Type of paper: Abstract refereed

Abstract:
Teachers, and the quality of their practice, is integral in determining educational outcomes (Hattie, 2016; Darling-Hammond, 1997). To ensure teacher quality, one of the key strategic levers used by policy-makers is the selection process into initial teacher education (ITE) programs. In Australia, there has been a renewed focus on selection driven by the Action Now report (TEMAG, 2014), which recommended a transparent and sophisticated selection process that considers both academic and non-academic characteristics of prospective pre-service teachers. This has been adopted at a national level through accreditation requirements (AITSL, 2015), with Victoria supplementing this with a state-specific framework that outlines the selection criteria that initial teacher education providers must use in their admission of per-service teachers (VET, 2017).

This presentation will share how the TEMAG recommendation and Victorian Framework have been applied by a leading ITE provider in Victoria using a multi-dimensional research-based selection tool.

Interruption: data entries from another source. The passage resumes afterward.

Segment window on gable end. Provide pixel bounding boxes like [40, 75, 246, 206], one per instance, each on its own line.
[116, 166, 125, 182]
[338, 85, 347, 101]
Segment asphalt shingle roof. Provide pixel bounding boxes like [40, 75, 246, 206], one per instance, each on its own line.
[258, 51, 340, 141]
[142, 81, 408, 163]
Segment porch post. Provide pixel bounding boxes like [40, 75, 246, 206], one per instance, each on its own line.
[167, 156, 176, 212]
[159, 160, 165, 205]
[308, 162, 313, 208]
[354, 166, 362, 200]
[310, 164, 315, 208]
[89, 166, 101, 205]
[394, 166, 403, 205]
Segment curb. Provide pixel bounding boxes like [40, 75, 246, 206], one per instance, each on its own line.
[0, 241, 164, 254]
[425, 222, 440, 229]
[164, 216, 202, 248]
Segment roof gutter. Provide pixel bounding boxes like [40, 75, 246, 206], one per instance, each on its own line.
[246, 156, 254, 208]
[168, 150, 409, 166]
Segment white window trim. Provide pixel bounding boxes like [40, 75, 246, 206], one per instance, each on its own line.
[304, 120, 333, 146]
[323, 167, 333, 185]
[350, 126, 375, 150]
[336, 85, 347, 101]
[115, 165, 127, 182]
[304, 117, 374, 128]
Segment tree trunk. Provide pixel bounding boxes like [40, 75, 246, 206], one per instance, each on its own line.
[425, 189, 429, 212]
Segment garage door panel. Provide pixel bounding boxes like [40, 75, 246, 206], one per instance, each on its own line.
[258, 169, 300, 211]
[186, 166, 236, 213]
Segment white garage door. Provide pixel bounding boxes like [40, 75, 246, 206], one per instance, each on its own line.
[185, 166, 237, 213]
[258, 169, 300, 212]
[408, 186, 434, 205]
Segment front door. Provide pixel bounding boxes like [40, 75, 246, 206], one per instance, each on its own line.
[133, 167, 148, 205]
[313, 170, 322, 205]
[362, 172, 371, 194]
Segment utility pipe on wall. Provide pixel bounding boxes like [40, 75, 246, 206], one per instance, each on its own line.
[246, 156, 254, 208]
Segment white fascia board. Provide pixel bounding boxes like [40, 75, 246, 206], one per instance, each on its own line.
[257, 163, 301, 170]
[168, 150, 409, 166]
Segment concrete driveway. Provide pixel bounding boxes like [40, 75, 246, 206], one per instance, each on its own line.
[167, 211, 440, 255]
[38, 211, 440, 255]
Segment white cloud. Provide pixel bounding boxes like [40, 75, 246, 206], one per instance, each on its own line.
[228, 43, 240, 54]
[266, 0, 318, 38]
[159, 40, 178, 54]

The Teacher Capability Assessment Tool (TCAT) pre-dates both the Victorian State Government’s framework and the Action Now Report (2014) but has proven to be sufficiently robust and comprehensive that it addresses all the selection criteria within both regulatory requirements.

Building on the notion that teaching is a complex and highly challenging profession that requires a mix of knowledge, skills, competencies, dispositions and personal characteristics, how do these factors play out in the high-stakes environment of initial teacher selection? Are some factors more important than others? Do these factors continue to predict performance as pre-service teachers journey through their initial teacher education?

Initial research investigating these questions will be shared, drawn from a case study of three cohorts (2015-17) of teacher candidates, selected using TCAT by a highly competitive ITE provider.

Implications for policy, ITE providers and potential teacher candidates will be discussed. In addition, future directions and potential development for TCAT to support the dynamic, highly intellectual and intricate work of teachers will be considered.